Nur noch eine Videothek in Bochum
Daniel Mohrlang, Geschäftsführer der Atlantis-MegaMax-Videothek in Bochum, stimmt ihm zu. „Solche Konkurrenzprodukte fahren massiv Werbung, aber stationäre Videotheken haben ein größeres Programm und sind günstiger“, sagt Mohrlang. Nachdem die Bochumer Video-Planet-Filiale an der Essener Straße Anfang März geschlossen wurde, ist Mohrlang nunmehr der einzige Videothekenbetreiber mit Standort Bochum. Aufgrund des baldigen Abrisses des Parkhauses am Südring macht er seine Filiale in Bahnhofsnähe Ende April zu und betreibt ab sofort nur noch die Videothek an der Herner Straße. „Als zusätzliches Standbein ist die Videothek mit einem Candy-Shop kombiniert. Eine UPS-Paketannahmestelle gehört ebenfalls dazu“. Die fetten Jahre seien vorbei, aber durch den Rückgang von Videotheken seien neue Chancen gegeben, meint der Bochumer. Prognosen für die Zukunft will man bei der Videobuster-Filiale in Oberhausen nicht abgeben. „Die bisherige Entwicklung ist alles andere als gut“, sagt ein Mitarbeiter der Videothek. Und beim Kölner Franchise-Unternehmen Videotaxi GmbH, will man sich nicht zur Situation äußern.

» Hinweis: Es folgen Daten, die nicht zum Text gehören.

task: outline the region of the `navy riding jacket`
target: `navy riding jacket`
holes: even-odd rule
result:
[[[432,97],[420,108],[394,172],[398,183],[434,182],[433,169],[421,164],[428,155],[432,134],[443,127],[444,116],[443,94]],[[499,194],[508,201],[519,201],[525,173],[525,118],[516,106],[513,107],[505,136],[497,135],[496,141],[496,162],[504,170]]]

Mit den 92 Filialen, die der Firma angeschlossen sind (u.a. in Dortmund) und dem Video-Bringdienst erreicht man immer noch mehr Kunden als die Vermieter, die vor einigen Jahren auf das System „Automatenvideothek“ setzten. „Automatenvideotheken hatten einen Boom um 2005 und wurden von Franchise-Unternehmen vorangetrieben. Vom Kunden wurden sie nicht angenommen. Sie sind heute fast verschwunden“, sagt IVD-Chef Weinrich. Bisher noch nicht ganz weg sind Videotheken in Hagen, Dortmund und Duisburg. Während in Düsseldorf im vergangenen Jahr Schluss war. Wo keiner mehr Ausleihen wollte, hatte das Geschäftsmodell keine Zukunft mehr.